Armée secrète

    Aus Lexikon Zweiter Weltkrieg

    (französisch Geheimarmee), (Eigen- und Sammel-)Bezeichnung der französischen Untergrundkämpfer der Résistance, die sich unter Führung von Henri Frenay seit 1941 in der unbesetzten Südzone Frankreichs organisierten.

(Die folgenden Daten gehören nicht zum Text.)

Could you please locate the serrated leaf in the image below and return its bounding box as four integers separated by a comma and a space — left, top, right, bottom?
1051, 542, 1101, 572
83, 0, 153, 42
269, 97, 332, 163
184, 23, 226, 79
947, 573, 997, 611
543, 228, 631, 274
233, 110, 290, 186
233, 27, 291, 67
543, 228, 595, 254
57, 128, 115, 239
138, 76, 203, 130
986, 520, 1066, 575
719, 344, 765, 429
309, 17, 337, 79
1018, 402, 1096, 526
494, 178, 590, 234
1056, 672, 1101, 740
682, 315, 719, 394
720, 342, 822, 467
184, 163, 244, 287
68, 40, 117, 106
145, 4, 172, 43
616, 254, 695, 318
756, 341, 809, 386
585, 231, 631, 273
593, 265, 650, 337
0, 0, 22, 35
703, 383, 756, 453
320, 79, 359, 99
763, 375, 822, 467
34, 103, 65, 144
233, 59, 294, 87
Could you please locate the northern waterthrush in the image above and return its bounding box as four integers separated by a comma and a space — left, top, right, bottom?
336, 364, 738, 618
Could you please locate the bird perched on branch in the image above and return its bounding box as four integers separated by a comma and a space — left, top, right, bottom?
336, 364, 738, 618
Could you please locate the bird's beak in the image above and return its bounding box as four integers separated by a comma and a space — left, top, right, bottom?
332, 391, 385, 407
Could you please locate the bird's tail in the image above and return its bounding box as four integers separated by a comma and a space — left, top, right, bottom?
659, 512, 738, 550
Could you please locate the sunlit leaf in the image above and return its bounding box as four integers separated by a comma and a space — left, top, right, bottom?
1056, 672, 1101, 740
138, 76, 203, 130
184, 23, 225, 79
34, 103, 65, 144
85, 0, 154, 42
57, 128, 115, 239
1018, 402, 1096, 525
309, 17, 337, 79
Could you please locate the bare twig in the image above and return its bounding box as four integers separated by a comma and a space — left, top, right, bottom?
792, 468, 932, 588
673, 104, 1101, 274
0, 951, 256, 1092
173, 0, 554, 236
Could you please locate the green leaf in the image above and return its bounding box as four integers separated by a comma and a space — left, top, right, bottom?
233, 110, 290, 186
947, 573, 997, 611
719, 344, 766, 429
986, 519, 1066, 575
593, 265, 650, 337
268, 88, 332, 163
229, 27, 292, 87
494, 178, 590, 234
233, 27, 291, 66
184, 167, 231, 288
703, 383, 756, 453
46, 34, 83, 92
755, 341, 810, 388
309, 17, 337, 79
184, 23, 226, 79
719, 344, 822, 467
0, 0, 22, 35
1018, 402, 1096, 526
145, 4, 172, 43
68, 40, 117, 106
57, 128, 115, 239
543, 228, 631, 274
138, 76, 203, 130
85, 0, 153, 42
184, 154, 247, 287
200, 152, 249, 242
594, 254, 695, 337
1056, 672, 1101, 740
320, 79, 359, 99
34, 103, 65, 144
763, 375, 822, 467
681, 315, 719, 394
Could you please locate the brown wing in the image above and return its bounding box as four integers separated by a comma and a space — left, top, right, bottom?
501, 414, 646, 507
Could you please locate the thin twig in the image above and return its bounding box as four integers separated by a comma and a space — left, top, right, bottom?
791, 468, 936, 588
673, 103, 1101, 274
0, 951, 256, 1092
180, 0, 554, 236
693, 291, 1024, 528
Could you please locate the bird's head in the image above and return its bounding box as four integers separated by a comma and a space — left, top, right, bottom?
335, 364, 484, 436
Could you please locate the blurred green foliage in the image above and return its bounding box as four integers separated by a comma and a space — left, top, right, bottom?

    Höchst ungenügend ausgerüstet mit geretteten oder erbeuteten Waffen, schlecht ausgebildet, konnte die bis Sommer 1942 auf etwa 25 000 Mann angewachsene Armée secrète nur punktuelle Sabotageakte ausführen oder Hilfsaufgaben übernehmen. Sie wurde zudem gelähmt durch rivalisierende Gruppen, die sich erst auf Initiative des aus London entsandten Jean Moulin im Oktober 1942 zur "Armée secrète unifiée" (Vereinigte Geheimarmee) zusammenschlossen.

    In der deutsch kontrollierten Nordzone hatte es die Armée secrète erheblich schwerer, sodass dort erst im Januar 1944 eine überregionale Organisation zustande kam. Die dortige Armée secrète arbeitete v.a. nachrichtendienstlich und leistete Fluchthilfe in den Süden und nach Spanien.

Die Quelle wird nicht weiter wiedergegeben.